Links to your most significant pages must be amply clear. Having dropdowns in the navigation menu is a great idea, so visitor can spot the content under all the headings from all the pages.
9. Busting queries before hand (FAQ)
Most customers are brimming with queries during two occasions. First, just before a conversion happens (while making a payment). Second, much before they get in touch with you, while browsing through your website.
Which is why an FAQ page is significant. Get into the shoes of your prospective buyer, look for their possible doubts- in terms of pricing policy, quality, technical specifications, everything that might concern them.
Refer to your dealings with customers, jot down the queries they’d put up. Many a times questions revolve around cancellation of orders, money back policies, etc.
Questions should be concise. And Answers should be the simplest of explanations. Remember people coming to your website might be from different languages and cultures. They may not agree with a complicated style of writing.
It should be a clear ‘No’ for a no and ‘Yes’ for a yes.
10. Content is King (It’s not a cliché, yet)
Of course you’ve heard this one. So we’ll tread away from the obvious and just add a few points to your existing knowledge.
- Be clear in your mind why are you writing whatever you’re writing, whether it’s a line, paragraph or a blog.
- Make sure your potential customers feel you’re an expert in your field.
- They should also feel you’re not only about your business, you’re also interested in sharing and educating.
- Uniqueness in not only liked by Google, it’s also liked by real visitors.
- Make it a combination of images, memes, infographics, videos, interesting fonts, etc.
- Keep updating and sound authentic in whatever your convey.
- Neither waste your audience’s time in telling them anything irrelevant, nor puzzle them with extraneous words.
- Try to engage the reader. Give them matter to chew over.

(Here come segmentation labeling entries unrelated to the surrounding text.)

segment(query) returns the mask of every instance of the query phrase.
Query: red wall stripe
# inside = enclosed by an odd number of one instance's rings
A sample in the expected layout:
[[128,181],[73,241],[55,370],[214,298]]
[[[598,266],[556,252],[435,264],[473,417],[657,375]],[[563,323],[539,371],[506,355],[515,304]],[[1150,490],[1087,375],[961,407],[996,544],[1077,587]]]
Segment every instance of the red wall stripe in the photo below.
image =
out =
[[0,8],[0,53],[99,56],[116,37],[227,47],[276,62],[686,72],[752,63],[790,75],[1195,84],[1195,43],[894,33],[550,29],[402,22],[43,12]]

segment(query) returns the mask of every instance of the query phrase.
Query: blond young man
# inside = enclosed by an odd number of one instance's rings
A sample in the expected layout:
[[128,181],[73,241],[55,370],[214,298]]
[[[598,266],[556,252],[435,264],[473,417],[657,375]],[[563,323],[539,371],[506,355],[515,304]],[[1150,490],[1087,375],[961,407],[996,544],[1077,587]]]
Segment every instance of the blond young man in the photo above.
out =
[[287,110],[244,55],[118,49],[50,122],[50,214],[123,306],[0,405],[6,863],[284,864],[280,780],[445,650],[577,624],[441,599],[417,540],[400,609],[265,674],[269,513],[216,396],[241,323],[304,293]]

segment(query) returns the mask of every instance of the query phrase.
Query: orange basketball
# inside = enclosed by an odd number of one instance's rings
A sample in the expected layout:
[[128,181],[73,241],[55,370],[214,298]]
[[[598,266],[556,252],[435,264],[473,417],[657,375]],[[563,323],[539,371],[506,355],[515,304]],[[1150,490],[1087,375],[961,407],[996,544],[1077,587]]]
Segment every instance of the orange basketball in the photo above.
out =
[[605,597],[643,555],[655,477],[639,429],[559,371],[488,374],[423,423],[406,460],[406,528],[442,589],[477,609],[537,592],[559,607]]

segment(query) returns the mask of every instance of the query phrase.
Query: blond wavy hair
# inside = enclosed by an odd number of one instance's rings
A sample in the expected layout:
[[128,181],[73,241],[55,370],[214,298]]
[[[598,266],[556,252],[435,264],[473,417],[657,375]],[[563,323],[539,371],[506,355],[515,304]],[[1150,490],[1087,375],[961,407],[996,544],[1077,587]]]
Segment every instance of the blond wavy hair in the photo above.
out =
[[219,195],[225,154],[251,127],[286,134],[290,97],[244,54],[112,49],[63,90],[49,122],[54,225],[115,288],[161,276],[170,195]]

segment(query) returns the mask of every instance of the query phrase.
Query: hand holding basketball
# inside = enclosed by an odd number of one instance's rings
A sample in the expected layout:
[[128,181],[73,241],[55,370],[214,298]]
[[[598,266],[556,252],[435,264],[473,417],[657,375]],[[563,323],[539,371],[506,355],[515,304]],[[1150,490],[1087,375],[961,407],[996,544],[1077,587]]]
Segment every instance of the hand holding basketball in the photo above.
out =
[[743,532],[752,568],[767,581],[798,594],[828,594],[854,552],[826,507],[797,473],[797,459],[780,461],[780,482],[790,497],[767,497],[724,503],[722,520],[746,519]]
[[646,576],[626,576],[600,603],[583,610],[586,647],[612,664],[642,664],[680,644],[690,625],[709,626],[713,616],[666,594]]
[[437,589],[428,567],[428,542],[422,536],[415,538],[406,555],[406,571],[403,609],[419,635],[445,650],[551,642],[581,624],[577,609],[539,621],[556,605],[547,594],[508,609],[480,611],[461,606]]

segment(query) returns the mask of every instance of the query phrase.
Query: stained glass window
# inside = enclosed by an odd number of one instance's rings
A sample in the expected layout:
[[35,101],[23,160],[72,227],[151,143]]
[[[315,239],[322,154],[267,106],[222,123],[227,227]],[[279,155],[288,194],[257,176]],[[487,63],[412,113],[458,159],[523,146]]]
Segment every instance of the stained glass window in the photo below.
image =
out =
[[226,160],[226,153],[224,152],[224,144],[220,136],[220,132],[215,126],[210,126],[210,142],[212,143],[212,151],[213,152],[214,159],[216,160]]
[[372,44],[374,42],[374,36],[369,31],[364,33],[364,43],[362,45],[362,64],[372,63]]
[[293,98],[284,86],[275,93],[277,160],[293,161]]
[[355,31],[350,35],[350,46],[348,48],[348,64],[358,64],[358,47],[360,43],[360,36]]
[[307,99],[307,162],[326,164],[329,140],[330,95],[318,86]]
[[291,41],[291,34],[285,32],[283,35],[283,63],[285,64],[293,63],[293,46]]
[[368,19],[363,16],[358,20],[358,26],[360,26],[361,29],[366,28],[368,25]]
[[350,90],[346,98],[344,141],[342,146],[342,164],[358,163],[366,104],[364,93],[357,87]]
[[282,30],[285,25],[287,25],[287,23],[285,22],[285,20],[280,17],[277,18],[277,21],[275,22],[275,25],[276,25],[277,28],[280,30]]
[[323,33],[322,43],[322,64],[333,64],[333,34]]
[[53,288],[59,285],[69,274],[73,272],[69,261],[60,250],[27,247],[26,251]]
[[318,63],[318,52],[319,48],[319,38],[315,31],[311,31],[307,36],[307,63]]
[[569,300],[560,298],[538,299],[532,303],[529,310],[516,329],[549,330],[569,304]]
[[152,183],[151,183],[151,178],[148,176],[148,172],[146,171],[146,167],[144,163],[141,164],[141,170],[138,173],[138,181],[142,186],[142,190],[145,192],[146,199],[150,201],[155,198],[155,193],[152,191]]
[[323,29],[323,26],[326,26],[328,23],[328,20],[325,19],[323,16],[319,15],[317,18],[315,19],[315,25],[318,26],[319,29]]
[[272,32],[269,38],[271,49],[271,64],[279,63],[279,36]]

There are other necessary things. Like a Responsive Web Design, which is becoming the need of the hour, then Security (SSL certificate) is most important if you’re selling something. Having a Blog has been always vital. Also a basic SEO and if possible a Media page.
Besides, if you have an old, not updated website- going for a Redesign might be a good idea. But seeing a clean slate, don’t be tempted to go overly creative and complicate things.
Finally, rules are plenty, yet there aren’t any rules. Most of it is common knowledge. Feel the way a customer would feel. Don’t go overboard in creating a ‘WOW’ factor.
Unleash the small wonders. They make a bigger impact!